Plum has been intentional in its approach to creating a culture that keeps values front and center, honors each employee bringing their full selves to the workplace, and allows space for the company to innovate and grow from the inside out. The culture of the company — a culture that values sustainability, community and the well-being of the next generations — has itself been innovated, following the same methods and principles Plum uses to create new product lines and flavors. Facing the internal challenges that come with scale and acquisition — keeping values aligned across multiple locations, preserving the core pieces of the company’s culture that make it special while giving it room to evolve, committing resources to all stakeholders — were important to the company in its definition of “success.”
In September 2015, co-founder Neil Grimmer asked Plum’s HR and Insights teams to use the company’s Human Centered Design (HCD) process to identify how unique elements of the culture make Plum Organics a great place to work. Plum describes its HCD process as “a method of innovation originating from IDEO and Stanford’s d.school that brings human needs and behaviors into the heart of the design process. The research process focuses on an extensive, empathy-based approach to users, experts, environments and the collaboration of a multidisciplinary project team. It necessitates an experimental mindset as teams engage in rapid ideation and prototyping that deliver products, systems, services or environments that are radically humanistic.”
The result of Grimmer’s request: a nine-month “Workplace of Our Future” project that resulted in a full report, available for other companies looking to follow suit and find ways to incorporate guidelines for growth that keeps flexibility.
4 Key Takeaways: Create an Inclusive Definition of Your Team and Culture
Plum interviewed more than 75 percent of its team with simple questions to learn things like: Who is the ‘work’ you? Who is the ‘home’ you? How do you cultivate well-being for yourself?’” The employees’ responses were illuminating, and helped set a path for the company to make improvements and start moving toward an environment that more fully welcomes its employees to participate in the company’s culture creation.

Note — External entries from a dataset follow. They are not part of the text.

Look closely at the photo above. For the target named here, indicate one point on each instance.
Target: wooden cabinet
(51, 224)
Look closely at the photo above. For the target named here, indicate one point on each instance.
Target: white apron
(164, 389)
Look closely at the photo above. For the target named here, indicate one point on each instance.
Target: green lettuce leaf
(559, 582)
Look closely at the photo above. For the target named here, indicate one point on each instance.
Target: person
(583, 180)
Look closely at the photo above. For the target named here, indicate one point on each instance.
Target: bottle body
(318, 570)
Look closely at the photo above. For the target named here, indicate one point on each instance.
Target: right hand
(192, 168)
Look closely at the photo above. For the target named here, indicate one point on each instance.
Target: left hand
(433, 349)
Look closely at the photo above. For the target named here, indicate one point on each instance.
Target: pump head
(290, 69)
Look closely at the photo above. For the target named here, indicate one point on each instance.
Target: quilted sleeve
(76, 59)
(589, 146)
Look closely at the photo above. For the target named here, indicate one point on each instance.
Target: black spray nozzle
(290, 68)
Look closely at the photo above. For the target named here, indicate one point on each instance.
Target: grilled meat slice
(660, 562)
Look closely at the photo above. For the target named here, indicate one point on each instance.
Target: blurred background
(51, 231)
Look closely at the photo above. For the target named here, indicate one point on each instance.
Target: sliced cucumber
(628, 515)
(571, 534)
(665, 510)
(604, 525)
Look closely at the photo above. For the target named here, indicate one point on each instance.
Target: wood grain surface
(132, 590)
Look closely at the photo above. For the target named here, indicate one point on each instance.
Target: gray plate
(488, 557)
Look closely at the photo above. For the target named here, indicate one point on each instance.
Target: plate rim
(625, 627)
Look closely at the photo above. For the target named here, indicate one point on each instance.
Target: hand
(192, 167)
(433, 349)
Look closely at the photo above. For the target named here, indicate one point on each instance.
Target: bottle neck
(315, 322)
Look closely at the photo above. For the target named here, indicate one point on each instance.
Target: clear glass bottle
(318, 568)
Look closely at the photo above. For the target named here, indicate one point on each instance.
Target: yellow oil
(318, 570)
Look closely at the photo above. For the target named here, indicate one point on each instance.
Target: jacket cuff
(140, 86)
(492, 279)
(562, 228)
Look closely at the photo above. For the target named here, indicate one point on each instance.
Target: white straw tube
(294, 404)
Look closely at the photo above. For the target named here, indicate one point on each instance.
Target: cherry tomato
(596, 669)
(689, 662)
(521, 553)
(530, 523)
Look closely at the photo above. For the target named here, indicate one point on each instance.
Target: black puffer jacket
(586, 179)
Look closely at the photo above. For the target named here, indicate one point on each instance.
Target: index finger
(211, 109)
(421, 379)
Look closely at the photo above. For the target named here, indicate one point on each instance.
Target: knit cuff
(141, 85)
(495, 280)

Below are the four leading takeaways from the process:
1. Make your company’s culture a strategic priority. It should be above your products and services. The people come first and we all know that happy employees help the bottom line. Use your entire company to create and define your culture. Don’t leave it up to the leadership team to define what the culture should be, especially if it’s one you want your employees to wholeheartedly accept and embrace.
2. Care for the whole individual well-being of your employee — your employee is a person with a family, a story, etc. and that must be recognized and nourished. Respect that life happens. Empower your team to share and get personal.
3. Assume goodwill, always. Don’t lead with cynicism and assume that once you open Pandora’s Box that something bad is inside.
4. Hire for values and live into them every day. If your company has a mission, make sure that your employees understand it and can live the behaviors every day. It starts at the recruitment process.